Tarragone, un exil qui participe à la légende
L’histoire des pères Chartreux et de leurs distilleries est si mouvementée qu’elle pourrait inspirer plus d’un scénariste. L’épisode le plus célèbre reste néanmoins l’expulsion de France des moines en 1903. L’heure est à la séparation de l’Église et de l’État, une loi qui sera votée en décembre 1905. Plus de cinquante congrégations, dont les Chartreux, sont contraintes à l’exil. La production des liqueurs est alors transférée en Espagne, à Tarragone. À cette époque, les liqueurs Chartreuse sont d’ailleurs commercialisées sous le nom de Liqueur fabriquée à Tarragone par les Pères Chartreux, les moines ayant été dépossédés de leur marque par l’État.

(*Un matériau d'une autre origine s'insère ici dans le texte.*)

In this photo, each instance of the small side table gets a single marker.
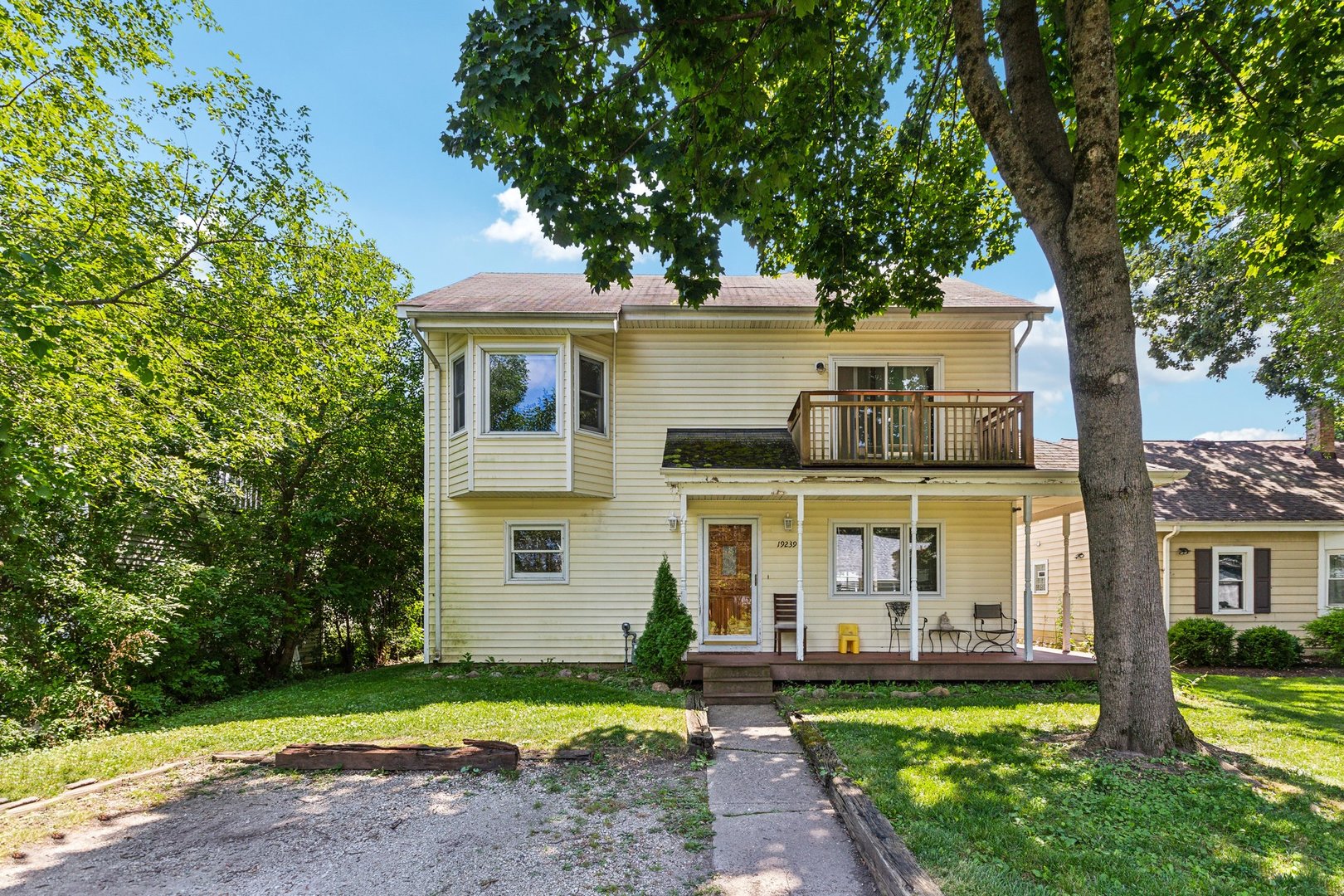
(957, 635)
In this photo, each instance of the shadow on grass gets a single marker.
(991, 806)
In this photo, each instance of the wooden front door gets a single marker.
(730, 586)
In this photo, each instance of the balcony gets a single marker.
(913, 429)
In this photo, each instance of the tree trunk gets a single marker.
(1068, 192)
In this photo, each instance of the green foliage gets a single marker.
(991, 796)
(207, 405)
(667, 631)
(1268, 648)
(1200, 641)
(1327, 633)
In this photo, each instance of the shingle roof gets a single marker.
(1248, 483)
(572, 295)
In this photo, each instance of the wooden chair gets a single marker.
(786, 620)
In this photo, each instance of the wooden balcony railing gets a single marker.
(913, 429)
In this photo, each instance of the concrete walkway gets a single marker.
(774, 830)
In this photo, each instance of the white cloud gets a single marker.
(519, 225)
(1244, 434)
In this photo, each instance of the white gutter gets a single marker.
(1016, 351)
(1166, 574)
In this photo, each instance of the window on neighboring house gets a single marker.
(1233, 581)
(592, 395)
(869, 559)
(1040, 577)
(537, 551)
(459, 373)
(520, 391)
(1335, 579)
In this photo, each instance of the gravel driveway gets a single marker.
(550, 830)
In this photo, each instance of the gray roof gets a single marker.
(572, 295)
(1248, 483)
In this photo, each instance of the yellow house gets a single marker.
(576, 438)
(1253, 535)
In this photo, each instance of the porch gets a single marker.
(1046, 665)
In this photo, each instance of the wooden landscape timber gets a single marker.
(481, 755)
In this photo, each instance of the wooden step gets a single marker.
(728, 699)
(724, 674)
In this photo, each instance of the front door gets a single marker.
(730, 582)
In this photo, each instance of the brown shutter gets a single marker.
(1262, 579)
(1203, 579)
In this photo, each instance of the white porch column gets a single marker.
(914, 577)
(1066, 599)
(800, 635)
(682, 527)
(1027, 627)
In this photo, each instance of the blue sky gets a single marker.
(377, 80)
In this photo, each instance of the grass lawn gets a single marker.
(531, 709)
(988, 791)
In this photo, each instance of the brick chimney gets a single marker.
(1320, 430)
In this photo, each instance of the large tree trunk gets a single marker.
(1068, 191)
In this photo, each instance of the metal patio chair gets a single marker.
(995, 631)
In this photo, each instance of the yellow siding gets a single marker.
(671, 377)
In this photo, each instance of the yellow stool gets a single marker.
(849, 635)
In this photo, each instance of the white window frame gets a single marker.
(1332, 544)
(606, 392)
(483, 384)
(1040, 577)
(452, 395)
(1248, 581)
(533, 578)
(869, 592)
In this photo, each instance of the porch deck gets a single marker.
(1049, 665)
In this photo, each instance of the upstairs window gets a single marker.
(592, 395)
(459, 373)
(520, 391)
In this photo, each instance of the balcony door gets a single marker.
(884, 433)
(728, 561)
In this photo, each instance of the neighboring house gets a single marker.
(574, 438)
(1254, 535)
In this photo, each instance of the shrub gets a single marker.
(1327, 633)
(1268, 648)
(667, 631)
(1200, 641)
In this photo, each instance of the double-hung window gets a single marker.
(537, 551)
(1333, 579)
(592, 391)
(520, 391)
(1234, 578)
(869, 559)
(459, 384)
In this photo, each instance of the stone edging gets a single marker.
(894, 868)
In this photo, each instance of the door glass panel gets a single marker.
(730, 581)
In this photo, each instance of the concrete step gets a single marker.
(728, 699)
(728, 674)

Il faudra attendre 1989 pour que les moines renouent avec la marque Chartreuse et relancent la production à Fourvoirie jusqu’à ce qu’un éboulement de terrain, en 1935, les contraigne de déménager à Voiron. Pour célébrer cet exil en Catalogne, tous les ans, les Chartreux produisent une série limitée de leur liqueur baptisée Santa Tecla, du nom des festivités qui ont lieu à Tarragone en septembre. Quant aux liqueurs produites à cette époque, elles sont particulièrement recherchées par les amateurs et les collectionneurs. Il faut dire que même si elles étaient élaborées selon les mêmes recettes, les fûts étaient stockés dans les greniers où les températures étaient bien plus élevées qu’en France. Des conditions de vieillissement qui avaient naturellement un impact sur leur profil aromatique. Et puis, bien sûr, aujourd’hui, les Tarragone sont de plus en plus rares et de plus en plus âgées. De quoi attiser toutes les convoitises.